Enhanced transformer fault forecasting based on dissolved gases concentration and their rate of change
Abstract
A method for using forecasting power transformer faults may include receiving dissolved gas data of power transformers; receiving features of the power transformers; generating, based on the features and the dissolved gas data, clusters of transformers, wherein each respective cluster of the clusters comprises transformers exhibiting similarities to each other; selecting, for each respective cluster and respective gas of the first dissolved gas data, from among machine learning models trained to minimize a difference between a forecast gas concentration and an actual gas concentration, a machine learning model; generating, using a selected machine learning model, a forecasted concentration of the respective gas of the respective cluster; estimating, using forecasted gas concentration, a ROC of the respective gas of the respective cluster; predicting, based on a comparison of the ROC to an ROC alarm threshold, a future fault of a transformer; and generating an alert indicating the transformer maintenance is required.
Claims
exact text as granted — not AI-modifiedWhat is claimed is:
1 . A method for using forecasting power transformer faults, the method comprising:
receiving, by at least one processor of a device, dissolved gas data of power transformers; receiving, by the at least one processor, features of the power transformers; generating, by the at least one processor, based on the features and the dissolved gas data, clusters of transformers, wherein each respective cluster of the clusters comprises transformers exhibiting similarities to each other; selecting, by the at least one processor, for each respective cluster and for each respective gas of the dissolved gas data, from among multiple machine learning models trained to minimize a difference between a forecast gas concentration and an actual gas concentration, a machine learning model associated with forecasting concentration of the respective gas of the respective cluster; generating, by the at least one processor, using a selected machine learning model, a forecasted gas concentration of the respective gas of the respective cluster; estimating, by the at least one processor, using the forecasted gas concentration, a rate of change (ROC) of the respective gas of the respective cluster; predicting, by the at least one processor, based on comparisons of the forecasted gas concentration and the ROC to respective alarm thresholds, a future fault of a transformer; and generating, by the at least one processor, an alert indicating that transformer maintenance is required prior to the predicted future fault.

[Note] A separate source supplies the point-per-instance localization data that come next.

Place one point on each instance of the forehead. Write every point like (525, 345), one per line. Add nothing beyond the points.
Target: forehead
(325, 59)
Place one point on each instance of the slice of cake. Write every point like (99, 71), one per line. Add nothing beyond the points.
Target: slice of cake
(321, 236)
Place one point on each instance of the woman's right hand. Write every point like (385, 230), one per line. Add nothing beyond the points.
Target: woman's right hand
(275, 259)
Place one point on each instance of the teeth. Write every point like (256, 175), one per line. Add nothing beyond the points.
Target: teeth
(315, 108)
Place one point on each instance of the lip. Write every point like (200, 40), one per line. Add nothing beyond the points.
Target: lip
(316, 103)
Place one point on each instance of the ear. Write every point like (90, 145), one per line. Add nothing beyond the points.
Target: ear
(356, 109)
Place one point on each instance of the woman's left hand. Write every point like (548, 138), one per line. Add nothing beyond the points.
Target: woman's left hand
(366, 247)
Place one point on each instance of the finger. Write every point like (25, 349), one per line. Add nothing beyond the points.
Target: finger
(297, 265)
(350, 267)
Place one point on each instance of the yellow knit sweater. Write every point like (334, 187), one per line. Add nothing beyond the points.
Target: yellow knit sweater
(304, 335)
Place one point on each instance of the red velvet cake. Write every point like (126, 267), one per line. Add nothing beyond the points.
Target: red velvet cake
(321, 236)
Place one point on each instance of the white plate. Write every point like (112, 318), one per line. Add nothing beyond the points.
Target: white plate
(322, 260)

2 . The method of claim 1 , wherein an alarm threshold for the ROC is an adaptive alarm threshold.
3 . The method of claim 1 , wherein the features of the power transformers comprise transformer operation, oil condition, transformer state, and dissolved gas concentration history.
4 . The method of claim 3 , wherein generating the clusters is based on a principal components analysis and k-means clustering technique that is based on the features.
5 . The method of claim 1 , wherein the multiple machine learning models comprise a persistence model and a time-series model.
6 . The method of claim 1 , wherein the multiple machine learning models comprise a deep learning model.
7 . The method of claim 1 , wherein selecting the machine learning model comprises determining that a gas concentration forecast of the selected machine learning model has a lowest root mean squared error of the gas concentration forecasts of the multiple machine learning models for the respective gas for the respective cluster.
8 . The method of claim 1 , wherein generating the forecasted ROC of the respective gas of the respective cluster comprises selecting a ROC time window greater than 48 hours and less than 96 hours based on a standard deviation of forecasted ROC values using the ROC time window.
9 . The method of claim 1 , further comprising:
identifying a newly added transformer to an electrical grid, the newly added transformer not yet included in the clusters; and adding the newly added transformer to one of the clusters based on similarities between the newly added transformer and the one of the clusters.
10 . The method of claim 1 , further comprising determining, based on the comparisons of the forecasted gas concentration and the ROC to the respective alarm thresholds, a time when to schedule the transformer maintenance, wherein the alert is further indicative of the time, and wherein the respective alarm thresholds comprise at least one of a static alarm threshold or an adaptive alarm threshold.
11 . A device for using forecasting power transformer faults, the device comprising memory coupled to at least one processor, the at least one processor configured to:
receive dissolved gas data of power transformers; receive features of the power transformers; generate, based on the features and the dissolved gas data, clusters of transformers, wherein each respective cluster of the clusters comprises transformers exhibiting similarities to each other; select, for each respective cluster and for each respective gas of the dissolved gas data, from among multiple machine learning models trained to minimize a difference between a forecast gas concentration and an actual gas concentration, a machine learning model associated with forecasting concentration of the respective gas of the respective cluster; generate, using a selected machine learning model, a forecasted gas concentration of the respective gas of the respective cluster; estimate, using forecasted gas concentration, a rate of change (ROC) of the respective gas of the respective cluster; predict, based on comparisons of the forecasted gas concentration and the ROC to respective alarm thresholds, a future fault of a transformer; and generate an alert that transformer maintenance is required prior to the predicted future fault.
12 . The device of claim 11 , wherein an alarm threshold for the ROC is an adaptive alarm threshold.
13 . The device of claim 11 , wherein to select the machine learning model comprises to determine that a gas concentration forecast of the selected machine learning model has a lowest root mean squared error of the gas concentration forecasts of the multiple machine learning models for the respective gas for the respective cluster.
14 . The device of claim 11 , wherein to generate the forecasted ROC of the respective gas of the respective cluster comprises to select a ROC time window greater than 48 hours and less than 96 hours based on a standard deviation of forecasted ROC values using the ROC time window.
15 . The device of claim 11 , wherein the at least one processor is further configured to:
identify a newly added transformer to a power grid, the newly added transformer not yet included in the clusters; and add the newly added transformer to one of the clusters based on similarities between the newly added transformer and the one of the clusters.
16 . The device of claim 11 , wherein the at least one processor is further configured to determine, based on the comparison of the forecasted ROC to the ROC alarm threshold, a time when to schedule the transformer maintenance, wherein the alert is further indicative of the time.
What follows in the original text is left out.